Suas coreografias são sempre fruto de um intenso e diversificado trabalho de pesquisa... O que tinha em mente quando se iniciou a pandemia e o que tem agora?

Clark – Estou em fase de pesquisa para o trabalho que indica ser “Cerebral”, pesquisa sobre o cérebro e sobre essa forma de clausura que é a ELA. O médico Hemerson Casado [portador da ELA] mandou-me, no final de 2019, uma solicitação, e então comecei a pesquisar. Stephen Hawkins [físico, Reino Unido, 1942-2018] teve a doença, Carlinhos Leite [percussionista da banda Raízes] também teve. Estou em processo de pesquisa. Gosto dos compositores Michael Nyman, John Adams, John Cage, Philip Glass, Heitor Villa-Lobos, Bach, Rachmaninov. E os compositores alagoanos, como Basílio Sé, Junior Almeida, Mácleim, e a cantora Irina Costa, que foi lançada em nosso balé com a música “Haja o que houver”. Vamos agregar, Sebage, com muito carinho e gratidão?

'1912: Orações e Vozes' (2012), sobre o Quebra de Xangô

Você trabalhou com o balé Stagium, uma grande companhia de São Paulo, dançando nos maiores centros culturais do país e do exterior.

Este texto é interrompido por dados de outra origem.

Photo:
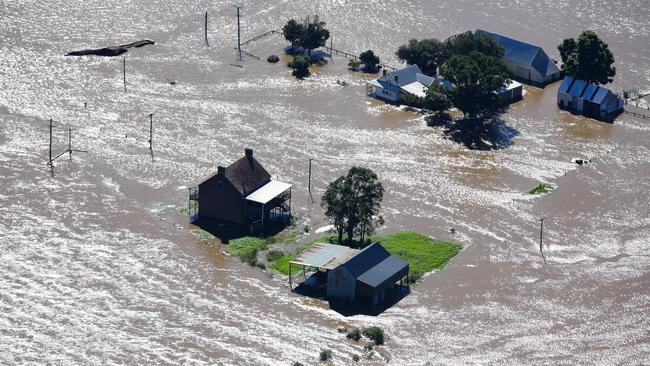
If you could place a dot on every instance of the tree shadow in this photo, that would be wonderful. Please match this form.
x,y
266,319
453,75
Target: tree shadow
x,y
482,133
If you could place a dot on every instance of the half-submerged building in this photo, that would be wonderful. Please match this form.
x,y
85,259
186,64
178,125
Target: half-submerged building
x,y
243,193
588,99
361,277
527,62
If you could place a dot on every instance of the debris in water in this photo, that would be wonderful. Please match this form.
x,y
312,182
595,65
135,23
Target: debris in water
x,y
111,51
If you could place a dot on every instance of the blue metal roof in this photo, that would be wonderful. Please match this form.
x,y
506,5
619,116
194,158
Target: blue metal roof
x,y
524,53
566,84
586,91
374,265
383,271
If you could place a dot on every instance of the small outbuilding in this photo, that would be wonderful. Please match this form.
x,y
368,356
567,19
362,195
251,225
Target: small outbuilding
x,y
588,99
527,62
361,277
392,86
243,193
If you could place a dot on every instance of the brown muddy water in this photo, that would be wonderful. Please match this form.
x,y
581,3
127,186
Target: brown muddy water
x,y
97,267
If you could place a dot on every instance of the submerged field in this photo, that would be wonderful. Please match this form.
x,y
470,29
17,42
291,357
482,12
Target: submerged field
x,y
98,267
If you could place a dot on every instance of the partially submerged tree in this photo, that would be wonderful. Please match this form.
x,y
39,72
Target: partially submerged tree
x,y
476,76
292,32
352,203
315,35
566,48
300,65
369,60
428,54
591,60
436,100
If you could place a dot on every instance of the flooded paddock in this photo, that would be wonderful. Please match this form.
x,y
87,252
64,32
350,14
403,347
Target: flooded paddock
x,y
97,266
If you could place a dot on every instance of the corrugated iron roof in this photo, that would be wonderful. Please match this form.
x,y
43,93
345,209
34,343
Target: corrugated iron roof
x,y
325,256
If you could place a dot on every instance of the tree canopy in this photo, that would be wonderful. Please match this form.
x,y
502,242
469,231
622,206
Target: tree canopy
x,y
468,42
428,54
310,34
300,65
566,48
315,35
436,100
591,60
352,203
369,60
476,76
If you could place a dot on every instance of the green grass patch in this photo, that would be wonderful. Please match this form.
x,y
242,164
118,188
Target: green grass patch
x,y
422,253
202,234
541,188
282,265
243,247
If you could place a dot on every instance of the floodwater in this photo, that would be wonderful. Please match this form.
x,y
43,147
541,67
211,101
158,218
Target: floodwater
x,y
97,267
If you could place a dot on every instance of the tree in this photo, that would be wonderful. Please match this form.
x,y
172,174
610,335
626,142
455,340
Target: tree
x,y
436,100
352,203
300,65
591,61
369,60
476,77
566,48
315,35
468,42
292,32
428,54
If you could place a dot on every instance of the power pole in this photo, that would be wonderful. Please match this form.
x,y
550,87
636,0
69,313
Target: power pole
x,y
206,29
541,231
238,32
150,131
124,71
309,181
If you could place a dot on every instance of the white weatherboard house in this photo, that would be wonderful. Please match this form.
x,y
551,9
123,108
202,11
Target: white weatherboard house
x,y
588,99
392,86
527,62
410,80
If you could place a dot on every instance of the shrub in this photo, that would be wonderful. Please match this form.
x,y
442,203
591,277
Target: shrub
x,y
354,334
414,277
325,354
376,334
412,100
354,65
272,255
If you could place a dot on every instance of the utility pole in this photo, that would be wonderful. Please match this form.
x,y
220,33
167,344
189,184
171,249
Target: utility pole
x,y
541,231
309,181
124,71
206,29
238,32
51,126
150,131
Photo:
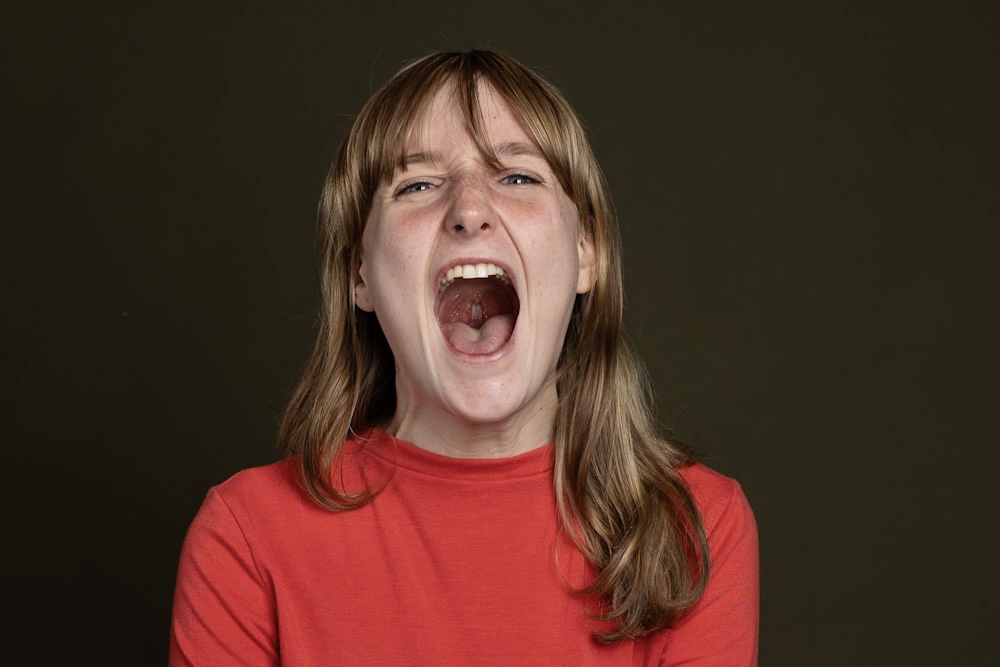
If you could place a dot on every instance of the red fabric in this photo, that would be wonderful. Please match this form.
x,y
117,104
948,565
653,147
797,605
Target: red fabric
x,y
453,564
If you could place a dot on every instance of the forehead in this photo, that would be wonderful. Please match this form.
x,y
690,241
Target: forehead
x,y
451,119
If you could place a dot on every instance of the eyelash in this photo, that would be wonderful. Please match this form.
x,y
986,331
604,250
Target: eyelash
x,y
528,180
423,186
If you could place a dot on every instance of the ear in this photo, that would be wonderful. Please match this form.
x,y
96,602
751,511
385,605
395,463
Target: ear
x,y
588,264
362,297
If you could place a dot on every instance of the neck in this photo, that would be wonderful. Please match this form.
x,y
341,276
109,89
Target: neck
x,y
451,435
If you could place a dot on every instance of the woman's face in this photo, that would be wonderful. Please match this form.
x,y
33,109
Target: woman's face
x,y
472,273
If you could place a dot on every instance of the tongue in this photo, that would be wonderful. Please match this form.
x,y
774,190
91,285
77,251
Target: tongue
x,y
477,316
485,340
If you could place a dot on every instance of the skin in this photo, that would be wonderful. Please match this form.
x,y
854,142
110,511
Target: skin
x,y
448,207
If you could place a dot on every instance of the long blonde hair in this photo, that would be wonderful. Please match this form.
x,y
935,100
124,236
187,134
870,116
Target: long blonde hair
x,y
616,478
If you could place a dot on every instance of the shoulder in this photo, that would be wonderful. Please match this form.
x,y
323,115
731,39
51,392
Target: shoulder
x,y
256,495
720,499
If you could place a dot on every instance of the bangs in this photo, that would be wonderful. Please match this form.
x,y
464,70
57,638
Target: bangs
x,y
395,114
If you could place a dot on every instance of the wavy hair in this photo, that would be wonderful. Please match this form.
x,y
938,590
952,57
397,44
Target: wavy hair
x,y
617,483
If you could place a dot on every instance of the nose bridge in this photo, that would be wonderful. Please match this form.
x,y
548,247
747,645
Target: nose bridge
x,y
471,208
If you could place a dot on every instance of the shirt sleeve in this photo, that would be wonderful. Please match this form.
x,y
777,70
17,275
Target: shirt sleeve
x,y
721,630
224,610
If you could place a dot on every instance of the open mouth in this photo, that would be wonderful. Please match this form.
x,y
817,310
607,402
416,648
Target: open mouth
x,y
477,308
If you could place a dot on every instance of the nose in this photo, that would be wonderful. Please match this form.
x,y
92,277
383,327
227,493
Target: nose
x,y
470,210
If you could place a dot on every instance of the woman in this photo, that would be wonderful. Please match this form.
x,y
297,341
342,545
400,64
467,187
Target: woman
x,y
473,473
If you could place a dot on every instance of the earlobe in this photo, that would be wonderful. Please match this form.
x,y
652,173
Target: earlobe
x,y
362,297
588,265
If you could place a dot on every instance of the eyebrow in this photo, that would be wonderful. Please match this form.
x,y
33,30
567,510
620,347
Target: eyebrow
x,y
421,158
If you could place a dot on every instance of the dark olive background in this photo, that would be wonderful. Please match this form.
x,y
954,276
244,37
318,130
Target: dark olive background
x,y
805,194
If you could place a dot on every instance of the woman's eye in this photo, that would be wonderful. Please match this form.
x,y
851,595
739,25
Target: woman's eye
x,y
418,186
519,179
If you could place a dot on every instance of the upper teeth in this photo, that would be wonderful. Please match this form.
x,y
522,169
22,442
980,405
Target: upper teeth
x,y
472,271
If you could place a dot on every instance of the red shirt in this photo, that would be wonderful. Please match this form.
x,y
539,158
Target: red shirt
x,y
456,562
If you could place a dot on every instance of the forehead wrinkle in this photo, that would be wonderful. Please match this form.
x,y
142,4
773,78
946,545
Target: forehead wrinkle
x,y
517,148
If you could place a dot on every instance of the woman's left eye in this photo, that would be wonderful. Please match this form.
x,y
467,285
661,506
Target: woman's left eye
x,y
519,179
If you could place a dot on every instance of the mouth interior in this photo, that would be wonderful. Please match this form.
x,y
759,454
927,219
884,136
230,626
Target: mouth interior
x,y
477,315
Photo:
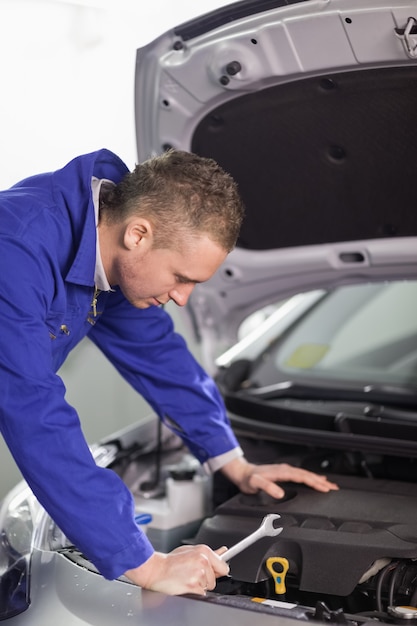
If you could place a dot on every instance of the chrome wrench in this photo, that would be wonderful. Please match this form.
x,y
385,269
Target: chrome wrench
x,y
266,529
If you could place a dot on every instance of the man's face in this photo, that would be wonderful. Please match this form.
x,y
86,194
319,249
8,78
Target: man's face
x,y
152,277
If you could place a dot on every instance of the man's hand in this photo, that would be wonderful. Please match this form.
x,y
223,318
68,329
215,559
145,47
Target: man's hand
x,y
188,569
252,478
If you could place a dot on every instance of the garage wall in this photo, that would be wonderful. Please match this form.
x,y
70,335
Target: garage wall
x,y
67,75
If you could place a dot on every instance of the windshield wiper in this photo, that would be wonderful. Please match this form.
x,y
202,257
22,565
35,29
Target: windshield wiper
x,y
385,394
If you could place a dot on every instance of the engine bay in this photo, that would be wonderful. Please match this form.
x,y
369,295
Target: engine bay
x,y
347,556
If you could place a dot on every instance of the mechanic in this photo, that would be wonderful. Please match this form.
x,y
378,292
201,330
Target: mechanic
x,y
93,249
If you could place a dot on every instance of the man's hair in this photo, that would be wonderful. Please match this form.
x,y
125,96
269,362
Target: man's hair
x,y
182,195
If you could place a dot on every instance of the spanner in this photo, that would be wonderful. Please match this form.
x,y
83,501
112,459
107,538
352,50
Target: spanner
x,y
266,529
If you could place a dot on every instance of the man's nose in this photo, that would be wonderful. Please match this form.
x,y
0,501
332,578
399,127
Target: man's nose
x,y
181,293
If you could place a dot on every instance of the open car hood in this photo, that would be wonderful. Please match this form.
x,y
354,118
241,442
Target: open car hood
x,y
311,106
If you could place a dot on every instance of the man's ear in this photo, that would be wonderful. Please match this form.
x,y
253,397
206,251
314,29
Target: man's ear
x,y
138,234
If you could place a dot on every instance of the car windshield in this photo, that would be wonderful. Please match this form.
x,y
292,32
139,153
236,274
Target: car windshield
x,y
365,334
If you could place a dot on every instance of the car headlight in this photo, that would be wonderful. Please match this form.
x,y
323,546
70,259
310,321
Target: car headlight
x,y
16,539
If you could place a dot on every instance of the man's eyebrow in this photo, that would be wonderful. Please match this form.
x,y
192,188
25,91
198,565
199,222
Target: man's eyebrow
x,y
186,279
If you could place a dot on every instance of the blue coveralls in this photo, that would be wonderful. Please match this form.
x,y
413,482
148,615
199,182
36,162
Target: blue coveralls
x,y
48,252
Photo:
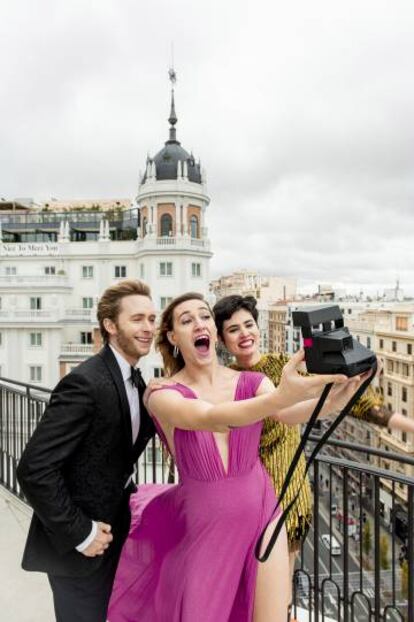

Mas voltou à capital alagoana... O que há de bom em Maceió?

Clark – Maceió me encanta com a sua história. Existem pensadores, escritores e criadores incríveis do passado e do presente que descubro a cada dia. Tenho um prazer imenso em descobrir a vida de pessoas, como aquelas que representamos na companhia: Ladislau Neto, Lêdo Ivo, Delson Uchoa, Djavan, Bráulio Leite, Arriete Vilela, Pierre Chalita, Dona Marinita, Selma Britto, Joaquim Alves... E lá se vão 44 trabalhos voltados a nossa memória: o mar, a poética, a  música, o folclore... As reservas ambientais. Maceió é a cidade que eu consigo produzir, é a cidade que me traz gratidão. Precisamos cuidar dos nossos rios, riachos, o Salgadinho. Cuidar das nossas lagoas, ah, fiz o espetáculo “Evergreen”, sobre a destruição dos nossos manguezais e sobre invasões territoriais inadequadas. Precisamos olhar a natureza como olhamos para os nossos pais. E vamos continuar estudando e aprendendo, pois o sentido maior da vida está em pontuar, apontar, seja através de escritos coreográficos seja textualmente, de um jeito ou de outro estamos atuando. Só fica o que estiver escrito. Então, nesse momento, Maceió é onde consigo pôr em prática a vida, a profissão e a minha reserva espiritual de sempre.